11. O Herr, wann, wann wirst Du denn endlich einmal die größte Plage Deiner Menschen von der Erde nehmen und wieder Deine alte, heilige, patriarchalische Verfassung einführen?! O Herr, siehe, ist es nicht also nun, wie zu allen Zeiten, dass feige und gewissenlose Speichellecker sich um die Könige machen und ihnen lobhudelnden Weihrauch streuen des eigennützigsten Gewinnes wegen und jeden ehrlichen Menschen sogar zum Tod verdammen, so er es einmal nur wagte, einem König die volle Wahrheit zu sagen, die ihm doch noch um vieles nötiger wäre als das Licht seiner Augen? Wird etwa nicht jede gegen den betörten König gerichtete bestgemeinte Wahrheit als Hochverrat deklariert, und ihr Verkünder schnöde aus der Welt geschafft?

12. O Herr! Unter meiner Regierung standen die Sachen wohl auch arg, aber so arg ewig nicht! Denn ich lobte jeden Weisen, der mir die Wahrheit sagte; nur die Speichellecker verbannte ich und bestrafte die Lügner mit dem Tod. Nun aber ist alles verkehrt! Der Weise wird verfolgt wie ein reißendes Tier; aber der Lügner, der Schmeichler und der Speichellecker wird mit allen Ehrenzeichen geziert!
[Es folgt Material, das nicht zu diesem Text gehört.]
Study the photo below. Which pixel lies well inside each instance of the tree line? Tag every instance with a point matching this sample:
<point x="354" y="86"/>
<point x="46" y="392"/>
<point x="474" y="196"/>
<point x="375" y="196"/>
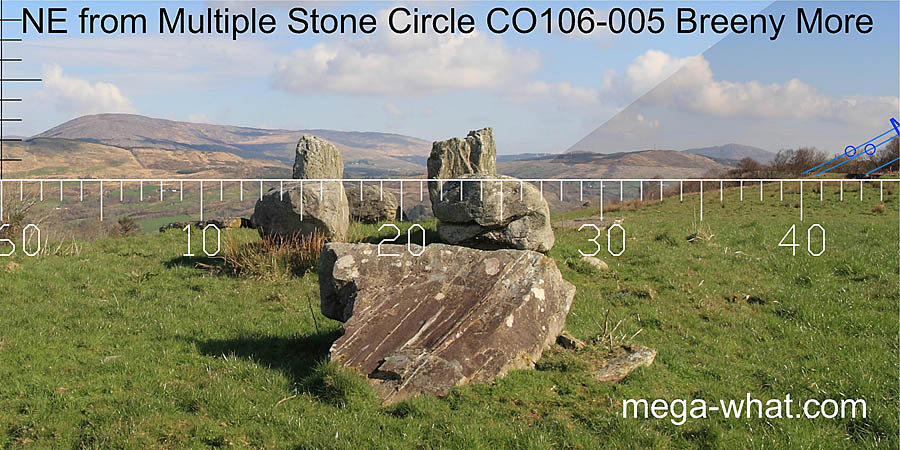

13. Herr, so kann die Sache nicht mehr bleiben! Die Hölle soll Hölle sein, wo sie ist in ihrer Urtümlichkeit! Aber auf der Erde so ganz vollkommen ihr Regiment aufrichten, das sollte ihr nimmer gestattet sein! Herr, darum bitten wir Dich alle, dass Du dem Regiment der Hölle auf der Erde endlich einmal ein Ende machst! Lasse immerhin Könige sein, wenn schon Könige sein müssen. Aber lasse sie so sein, wie ich es war, auf dass die Menschen nicht zu Teufeln werden, und Dein Name nicht gar so grässlich entheiligt werde! Denn wer wird Dich preisen in der Hölle, und welcher Teufel wird Dich loben?! Daher tue Dich auf, o Herr, und mache zuschanden alle unsere Widersacher! Dein Wille geschehe! Amen.“

14. Ganz beifällig durchdrungen von der Rede Davids, kann sich unsere Helena nicht mehr halten, sondern richtet sich ganz vergnügt auf und sagt zum Redner: „Bravo, bravo, Herr David! Sie waren wohl ein rechter König für die Erde! Wenn es solche Könige gäbe, oh, da wäre es wohl eine wahre Seligkeit, solchen Königen untertan zu sein! Aber unsere Könige in dieser jüngsten Zeit, die schon lange aufgehört haben, Menschen zu sein, und daher auch gar nicht mehr wissen, was ein Mensch ist und welchen Wert er hat, sind darum auch entweder Götter, die von allen ihren Untertanen nebst einer oft unerschwinglich großen Steuer auch eine wahrhaftige Anbetung verlangen, und das sind ehe noch die besten; oder sie sind gar in ihrem Handeln jenen reißenden Tieren gleich, die sie gewöhnlich als Aushängeschilder in ihren Wappen führen. Wie es den Untertanen unter solchen Herrschaften geht, das können sich der Herr David wohl gar leicht vorstellen! Die Kettenhunde haben sicher ein freieres Leben als die Menschen unter solchen Königen! Ich wäre wohl von ganzem Herzen dafür, dass solchen Herrschern, die nur sich selbst für alles, ihre Völker aber für gar nichts halten, unser allerliebster, bester und allmächtigster Herr Vater Jesus so auf eine recht eindringliche Weise zeigte, wie viel es nun etwa an der Zeit ist, und was sie und ihre Völker wert sind, und inwieweit sie das Recht haben, die Freiheit des Menschen zu beschränken!? Was meinen der Herr König David, habe ich recht oder nicht?“

15. Spricht David sehr freundlichen Angesichts: „Liebe Helena, als eine junge Nachkömmlingin meines Volkes! Du hast ganz recht, ich muss deine Weisheit loben; denn du wünschest, wie ich, nichts Übertriebenes, sondern Billiges und Gerechtes nur.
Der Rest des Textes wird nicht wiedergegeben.